Some open-minded Jews
The local Jewish people in Rome seem open and reasonable as they meet God’s apostle to the Gentiles. Paul’s call from God to share the crucified, risen and ascended Lord Jesus with Gentiles does not hinder or stop him from taking this ready-made gospel opportunity to his Jewish kinsmen. A Christian, burdened and dedicated to reaching a particular people group with the good news of a Saviour from sin and Hell, must never shrink from telling others that Christ ‘died for all’ and that ‘whoever calls on the name of the Lord shall be saved.’4 These particular Jews reassure Paul. No one has written to them or visited them to warn them about him. Paul alone has put them in the picture. But two key things emerge. First, they want to hear Paul. They are wide open to hear the gospel. Second, the good news about Jesus, unlike the ‘bad news’ about Paul, has reached their ears and provoked opposition. Christianity is called a ‘sect’. They repeat what they have heard from others about Christianity: ignorant of it, they cannot yet have concluded it is a ‘sect’. But they volunteer that the gospel is ‘spoken against everywhere.’ At least the message of Emmanuel (‘God with us’) and Jesus (‘God saves’) is making people think far and wide in a very short space of time.
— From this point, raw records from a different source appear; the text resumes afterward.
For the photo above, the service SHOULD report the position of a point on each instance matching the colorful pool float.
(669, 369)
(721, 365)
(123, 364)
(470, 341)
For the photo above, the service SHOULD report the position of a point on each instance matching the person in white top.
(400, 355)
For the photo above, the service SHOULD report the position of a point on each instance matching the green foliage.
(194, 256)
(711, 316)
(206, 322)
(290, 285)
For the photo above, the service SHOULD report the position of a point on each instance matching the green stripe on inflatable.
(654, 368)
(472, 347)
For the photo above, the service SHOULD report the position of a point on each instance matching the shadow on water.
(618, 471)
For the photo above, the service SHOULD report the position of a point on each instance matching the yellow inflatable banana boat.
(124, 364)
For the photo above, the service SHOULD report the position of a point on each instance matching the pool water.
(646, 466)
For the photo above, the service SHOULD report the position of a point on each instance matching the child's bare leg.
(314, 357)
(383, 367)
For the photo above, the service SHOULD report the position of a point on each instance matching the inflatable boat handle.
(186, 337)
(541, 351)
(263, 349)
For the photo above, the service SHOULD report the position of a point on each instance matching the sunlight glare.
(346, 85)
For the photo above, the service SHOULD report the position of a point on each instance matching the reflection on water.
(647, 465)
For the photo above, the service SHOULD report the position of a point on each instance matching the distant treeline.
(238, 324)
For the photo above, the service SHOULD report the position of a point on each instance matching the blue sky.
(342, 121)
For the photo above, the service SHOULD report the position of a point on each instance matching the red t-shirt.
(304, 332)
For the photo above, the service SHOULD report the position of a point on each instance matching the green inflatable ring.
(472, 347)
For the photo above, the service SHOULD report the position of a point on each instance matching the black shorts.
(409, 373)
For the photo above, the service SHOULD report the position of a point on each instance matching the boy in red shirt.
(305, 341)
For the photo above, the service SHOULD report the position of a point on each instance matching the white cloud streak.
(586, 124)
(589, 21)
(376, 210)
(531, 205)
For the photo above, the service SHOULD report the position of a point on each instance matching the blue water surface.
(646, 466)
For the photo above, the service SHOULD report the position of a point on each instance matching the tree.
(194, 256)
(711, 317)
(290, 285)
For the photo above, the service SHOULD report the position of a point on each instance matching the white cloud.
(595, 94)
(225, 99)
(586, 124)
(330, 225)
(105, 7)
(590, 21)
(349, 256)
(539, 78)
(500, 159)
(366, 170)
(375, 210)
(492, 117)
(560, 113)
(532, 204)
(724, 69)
This leads to some personal questions. If you are a Christian, are you willing to share the gospel in a growingly hostile environment where Christians are ‘spoken against’? If you have not trusted Jesus personally, do you listen carefully to the gospel and weigh it up for yourself, rather than accept others’ second-hand opinions? Are you prepared to admit you do not know, but will try to find out? If so, be encouraged! Jesus said ‘Ask, and it will be given to you; seek, and you will find; knock, and it will be opened to you. For everyone who asks receives, and he who seeks finds, and to him who knocks it will be opened.’ Or, do you know you need to come to Christ for Him to pardon your sin and lift your guilt? His invitation is, ‘Come to me, all you who are weary and burdened, and I will give you rest.’5
Questions on Chapter 19
On to Rome—Acts 28:11–22
A. What examples do you see of the way that Christians should show their love in Christ for each other? How can you do that in different ways in your own circumstances?
Acts 28:11–15, 1 John 4:11, John 13:35
B. Consider the generous measure of freedom that Paul is given within his custody. Why do you think that is? In how many ways do you think Paul is using it and can use it for his task of sharing the message of the Lord Jesus Christ with others?
Acts 28:16–20, Romans 8:28, Proverbs 3:5–6, 2 Timothy 4:2, 1 Thessalonians 2:8
C. What is encouraging to Paul and commendable at this time among these Jews in Rome? How would you describe those Jews with whom Paul now speaks?